In a hangar-shaped factory hall in central Sudan, a dozen workers rush to pack refined white sugar gushing from a funnel into paper bags to be loaded on three trucks parked outside.
Next year, the management at Kenana Sugar Co hopes the plant will be even busier as the African country seeks to increase sugar exports.
Faced with the loss of most of its oil production after South Sudan seceded in 2011, Sudan has been scrambling to find new sources for state revenue and US dollars to pay for imports. Developing its sugar industry is a priority, along with searching for gold.
“There is plenty of land suitable for sugar cultivation and also the water is plenty,” said El Zein Mohammed Doush, head of the sugar business unit at Kenana’s main plant 270km south of the country’s capital, Khartoum.
Boosting sugar production also has political undertones.
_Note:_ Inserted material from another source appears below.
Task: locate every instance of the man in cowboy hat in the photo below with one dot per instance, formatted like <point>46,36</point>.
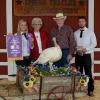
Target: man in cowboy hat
<point>65,39</point>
The sweetener is the most important food ingredient in a country where it is normal to put three spoonfuls in a small glass of tea or orange juice.
The price of sugar is such a sensitive issue in Sudan that it can spark revolutions. A huge spike was one reason for protests that led to the toppling of former Sudanese president Jaafar Nimeiri in 1985.
Thanks to a capital injection of US$500 million from its main Gulf owners, Saudi Arabia and Kuwait, Kenana wants to more than double its output to 1 million tonnes in 2015. Its affiliate, White Nile Sugar Co, is aiming to produce 250,000 tonnes from next year.
That would help cover domestic demand of 1.2 million tonnes and leave room for more exports. Currently, plants produce between 600,000 and 700,000 tonnes in total annually, analysts estimate. By next year, output could reach between 900,000 and 1 million tonnes.
Sudan, one of the biggest African sugar producers after Egypt and South Africa, hopes to become a global player by 2020 competing with world leaders such as Brazil.
In all, Sudan wants to produce 10 million tonnes by 2020 as more plants will go online by then, Doush said. Kenana is already planning two more factories, while the Sudanese government has put up for sale four state-owned plants which need modernization. Under a deal with Kenana’s Gulf investors, the company is allowed to export up to half of its output, which goes to Africa, the Gulf and Europe.
To diversify its products, Kenana also plans to more than triple the output of biofuels, a byproduct of sugar production, to 200 million liters by 2015.
“Ninety percent of our ethanol goes to the European Union, France, Holland,” said Ahmed Rabih, head of Kentana’s ethanol business unit.
Sudan has been in turmoil since the loss of its oil, but its economic situation is expected to improve after South Sudan resumes exporting crude through its facilities.
The IMF has urged Sudan to use the US$2 billion Khartoum expects to make from pipeline fees from South Sudan until 2015 to reform the agricultural sector to boost non-oil exports.
Unlike other Arab countries made up mostly of desert, Sudan is a prime location for food production due to its vast fertile scrubland and easy access to the Nile River.
However, analysts say the sector has been as badly managed as the rest of the country, which is widely associated with ethnic wars, corruption and coups.
Yet the sugar sector is in better shape than others as it enjoys various subsidies and the main plants are run by Kenana, which is kept flush with Gulf money.